Wednesday, April 30, 2014

You Can't Choose The Best Zombie Movies If You Don't Know The Rules

By Mickey Jhonny


The first step in deciding what are the best zombie movies requires the rather delicate matter of determining what in fact are zombies. The common short hand of calling them the reanimated or walking or living dead isn't quite sufficient. After all, vampires would thereby qualify, too. And them vampires, they ain't no zombies, no way, no how. To determine what qualifies as a zombie, we will need some rules to set the parameters.

Of course it's something of a cliche to observe that rules are made to be broken. That may be so and without question even the rules of zombie movie conventions have not been rigorously observed. Despite this fast and loose playing with the rules, some enduring conventions can be identified. Exercising a little flexibility in discussing them should keep us out of too much conceptual hot water, while allowing us to set some parameters.
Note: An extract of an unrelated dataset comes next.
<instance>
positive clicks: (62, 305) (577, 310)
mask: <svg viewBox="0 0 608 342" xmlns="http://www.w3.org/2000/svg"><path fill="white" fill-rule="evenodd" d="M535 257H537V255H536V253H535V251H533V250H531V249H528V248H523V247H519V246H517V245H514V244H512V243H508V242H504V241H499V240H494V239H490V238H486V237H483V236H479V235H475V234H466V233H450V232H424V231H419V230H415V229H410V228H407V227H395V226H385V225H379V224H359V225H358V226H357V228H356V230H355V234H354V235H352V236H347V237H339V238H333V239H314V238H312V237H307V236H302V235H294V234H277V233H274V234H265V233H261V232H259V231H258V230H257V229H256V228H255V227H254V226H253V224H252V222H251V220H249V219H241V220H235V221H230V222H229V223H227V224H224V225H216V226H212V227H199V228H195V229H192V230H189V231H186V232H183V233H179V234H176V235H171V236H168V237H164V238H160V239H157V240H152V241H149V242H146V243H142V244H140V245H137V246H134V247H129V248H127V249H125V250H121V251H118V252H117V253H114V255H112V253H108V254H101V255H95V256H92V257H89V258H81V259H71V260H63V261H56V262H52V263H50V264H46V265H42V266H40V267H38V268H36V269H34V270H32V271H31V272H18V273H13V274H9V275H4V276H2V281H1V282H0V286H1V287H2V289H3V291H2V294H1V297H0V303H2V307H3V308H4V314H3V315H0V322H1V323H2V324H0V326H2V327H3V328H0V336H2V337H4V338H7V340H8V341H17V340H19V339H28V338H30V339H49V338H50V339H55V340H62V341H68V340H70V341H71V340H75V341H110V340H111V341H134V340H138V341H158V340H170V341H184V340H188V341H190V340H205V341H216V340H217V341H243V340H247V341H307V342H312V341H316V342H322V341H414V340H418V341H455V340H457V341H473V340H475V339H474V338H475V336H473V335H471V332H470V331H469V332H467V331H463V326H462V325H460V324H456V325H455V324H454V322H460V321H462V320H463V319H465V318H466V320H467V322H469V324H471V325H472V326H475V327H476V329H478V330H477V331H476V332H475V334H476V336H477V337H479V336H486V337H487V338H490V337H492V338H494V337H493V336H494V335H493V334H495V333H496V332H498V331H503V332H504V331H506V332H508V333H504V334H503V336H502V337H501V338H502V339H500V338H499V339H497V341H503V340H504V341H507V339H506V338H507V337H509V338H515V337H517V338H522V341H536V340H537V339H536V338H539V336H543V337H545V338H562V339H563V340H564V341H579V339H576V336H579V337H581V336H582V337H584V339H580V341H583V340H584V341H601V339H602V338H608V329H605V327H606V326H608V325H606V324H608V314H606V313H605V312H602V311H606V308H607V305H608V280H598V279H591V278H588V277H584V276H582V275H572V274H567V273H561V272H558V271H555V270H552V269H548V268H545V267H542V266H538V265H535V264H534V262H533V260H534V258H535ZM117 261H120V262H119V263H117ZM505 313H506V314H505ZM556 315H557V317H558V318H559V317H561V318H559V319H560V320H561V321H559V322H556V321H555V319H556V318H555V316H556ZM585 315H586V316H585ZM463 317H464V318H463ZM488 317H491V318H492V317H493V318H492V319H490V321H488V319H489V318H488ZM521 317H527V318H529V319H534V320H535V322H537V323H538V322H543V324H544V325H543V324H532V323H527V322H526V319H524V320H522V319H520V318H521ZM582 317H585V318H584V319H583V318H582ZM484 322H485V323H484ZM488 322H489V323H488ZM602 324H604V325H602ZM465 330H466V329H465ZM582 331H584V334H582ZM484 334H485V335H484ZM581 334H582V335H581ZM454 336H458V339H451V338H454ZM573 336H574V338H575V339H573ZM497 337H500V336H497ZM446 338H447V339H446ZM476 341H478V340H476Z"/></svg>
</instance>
In looking at these zombie movie conventions it is useful to distinguish between the pre and the post Romero zombies. We can conclude by identifying, too, some of the standard narrative rules of zombie movies.

The Pre Romero Zombies

1. The pre-Romero zombies were usually much influenced by the voodoo mythology of Haiti's folk religion. A distinctive feature of this tradition was the notion that some master of the zombies raised them from the dead and as a consequence exercised control over their worldly actions.

2. Already in this early period it was common that zombie ambulation was characterized by slow, unbalanced motion.

3. Even the pre-Romero movies had already developed the narrative trope of setting the zombie uprising (if you'll excuse the pun) in some kind of an apocalyptic scenario. Nihilism was the aesthetic of the day. Or night.

4. Connected to the above, zombiism was often depicted as a form of plague.

Romero/post-Romero Zombies

5. Among Romero's enduring changes was that the zombies ceased to be in the control of some master-mind. Instead, now, zombies more closely resembled an act of god or natural disaster. It has become common currency that in fact the rise of zombies constituted some kind of retribution by nature against some alleged ecological evil of human action.

6. They were now driven by an insatiable hunger to eat the living, which had (and apparently required) no further explanation.

7. Romero's zombie attacks took on a different cinematic flavor, depicted in gruesome and graphic detail. There was now a premium on the re-creation of lifelike blood and gore.

8. Possibly the biggest and most widely homage-inspired contribution of Romero was the mythology that zombies could be killed only by a brain destroying blow to the head.

9 It was mentioned above that the plague aspect of zombiism predates Romero, but he gave it another of its distinctive features with the idea that the plague was spread through zombie bites.

Stock ingredients for a zombie movie

10. Pretty much every zombie movie, it seems, has to have the loser character that, whether out of stupidity, selfishness, cowardice or general inhumanity screws everything up for everyone else. Their anti-group disposition causes a break in the fortifications holding the zombies out of the safe space. So the last shred of human society, the straggling survivors, is smote by the social outcast. (There is very much a kind of communitarian conservatism to most of these movies.)

11. Straggling survivors, who just gotta stick together to survive. Frequently, they are composed of a solid PC diversity across ethnic, gender and age lines. All this seems intent upon representing a microcosm of human hope and futility, dignity and venality.

12. The "what's happening" factor. Always in the beginning, no one seems to be able to figure it out. Despite the rather large number of zombie movies, it always appears as though zombie movies take place in a world where no one has even seen one. And certainly no public official ever has. They just can't figure it out!

13. Zombie movies are not really about zombies. They in fact are about the deterioration of society and human frailty and vanity.

14. A reliable staple is the sad sap, unable to let go emotionally of some past intimate relation with one of the zombies. They can't quite come to terms with the reality that their former loved one is now a cannibalistic ambulating corpse. You'd think that might be more obvious.

15. And we need the hero, or as close to one as we get. This will be the peace maker and noble leader by example, sacrificing everything to pull straggling survivors together. It is their only hope, after all. Yet, invariably such efforts are thanked by a reliably obnoxious jerk accusingly commenting "who made you the boss?"

16. And, last, but far from least, we need some hotties -- from both sides of the gender divide. Call it "love interests" if you'd like. Personally, I suspect these are secretly the main attraction of major zombie movie geeks, who can finally credibly think, "Those babes will have to have sex with me, now! How else will the human race be repopulated?" The problem of course is, as mentioned above, the hotties are usually represented by both genders. So, in fact, poor geek, there's still some alpha type getting in the way of your apocalyptic fantasy. But, at least it gives them hope. What's the real point of a zombie apocalypse if you can't have a little hope of making it with a hottie?